JobData
Project description: Personal python data analytics notebook from October 2025.
Dataset: 3000 jobs scraped with JobScraper within July-October 2025
Tech Stack: Python, Pandas, Matplotlib, Seaborn
Analysis of ~3,000 Jobs from LinkedIn and Glassdoor (Last 3 Months)
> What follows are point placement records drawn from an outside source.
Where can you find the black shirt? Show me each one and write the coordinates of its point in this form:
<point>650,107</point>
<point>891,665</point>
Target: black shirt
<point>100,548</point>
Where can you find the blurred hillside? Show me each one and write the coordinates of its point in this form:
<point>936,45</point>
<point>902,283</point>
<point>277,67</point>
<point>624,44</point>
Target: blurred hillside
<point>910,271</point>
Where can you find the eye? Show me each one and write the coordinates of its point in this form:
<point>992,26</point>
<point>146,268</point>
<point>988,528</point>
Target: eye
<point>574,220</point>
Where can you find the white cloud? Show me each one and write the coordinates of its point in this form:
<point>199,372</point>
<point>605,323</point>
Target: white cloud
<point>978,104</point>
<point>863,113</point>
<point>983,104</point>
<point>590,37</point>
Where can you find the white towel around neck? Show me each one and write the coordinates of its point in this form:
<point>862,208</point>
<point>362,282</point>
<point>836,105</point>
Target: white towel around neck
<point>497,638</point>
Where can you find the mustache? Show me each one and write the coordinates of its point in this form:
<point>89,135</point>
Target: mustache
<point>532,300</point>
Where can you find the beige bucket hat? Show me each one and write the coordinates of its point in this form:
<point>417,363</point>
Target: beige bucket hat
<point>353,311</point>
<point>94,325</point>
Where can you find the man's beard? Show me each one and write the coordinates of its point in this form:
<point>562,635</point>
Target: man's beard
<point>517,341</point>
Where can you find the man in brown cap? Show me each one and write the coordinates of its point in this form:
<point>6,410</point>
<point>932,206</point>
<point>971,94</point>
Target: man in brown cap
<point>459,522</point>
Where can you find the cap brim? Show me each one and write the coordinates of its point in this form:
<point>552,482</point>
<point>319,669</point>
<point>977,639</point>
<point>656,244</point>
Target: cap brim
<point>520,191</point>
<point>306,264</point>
PS: this is a Part 2 of my Linkedin Post about job market.
Spec:
- Job Title: Frontend Developer/Engineer or Fullstack Developer Engineer
- Location: Munich hybrid or Remote
- Sources: LinkedIn, Glassdoor
import pandas as pd
import matplotlib.pyplot as plt
import re
import numpy as np
import math
import seaborn as sns
Notebook Presentation
pd.options.display.float_format = '{:,.0f}'.format
pd.set_option('display.width', 400)
pd.set_option('display.max_columns', 10)
Read the Data
df = pd.read_csv('../tmp/csv/Scraped_Jobs.csv')
Explore
#df.shape
#df.head()
#df.tail()
df.info()
df.sample(5)
<class 'pandas.core.frame.DataFrame'>
RangeIndex: 2966 entries, 0 to 2965
Data columns (total 18 columns):
# Column Non-Null Count Dtype
--- ------ -------------- -----
0 job_id 2966 non-null int64
1 job_title 2966 non-null object
2 job_link 2966 non-null object
3 company_name 2966 non-null object
4 company_rating 1147 non-null float64
5 location 2928 non-null object
6 salary_estimate 333 non-null object
7 job_age 2966 non-null object
8 job_age_days 2966 non-null int64
9 job_hours 0 non-null float64
10 first_scraped_date 2776 non-null object
11 last_scraped_date 2943 non-null object
12 filter 1820 non-null object
13 promoted 1492 non-null object
14 platform 2966 non-null object
15 status 2733 non-null object
16 comment 869 non-null object
17 source 2966 non-null object
dtypes: float64(2), int64(2), object(14)
memory usage: 417.2+ KB
| job_id | job_title | job_link | company_name | company_rating | ... | promoted | platform | status | comment | source | |
|---|---|---|---|---|---|---|---|---|---|---|---|
| 619 | 4308011925 | Javascript Frontend Engineer with verification | https://www.linkedin.com/jobs/view/4308011925/... | Amber | - | ... | False | discarded | games emea | LN frontend DE, LN frontend MUC | |
| 1091 | 4307218977 | Senior Fullstack Engineer with verification | https://www.linkedin.com/jobs/view/4307218977/... | FAIRTIQ | - | ... | True | new | - | LN fullstack DE, LN fullstack MUC | |
| 1515 | 4312086611 | Fullstack Engineer (Web3) | https://www.linkedin.com/jobs/view/4312086611/... | Kiln | - | ... | False | new | - | LN fullstack DE, LN fullstack MUC | |
| 2854 | 4298597780 | (Senior) Fullstack Developer (f/m/d) | https://www.linkedin.com/jobs/view/4298597780/... | plancraft | - | ... | False | new | - | LN fullstack DE, LN fullstack MUC | |
| 1858 | 4310295685 | Fullstack Entwickler - Java / Kotlin / Angular... | https://www.linkedin.com/jobs/view/4310295685/... | Optimus Search | - | ... | True | new | - | LN fullstack MUC |
5 rows × 18 columns
Job Titles
Cleanup
But first lets remove duplicate job entries (reposted jobs under new IDs).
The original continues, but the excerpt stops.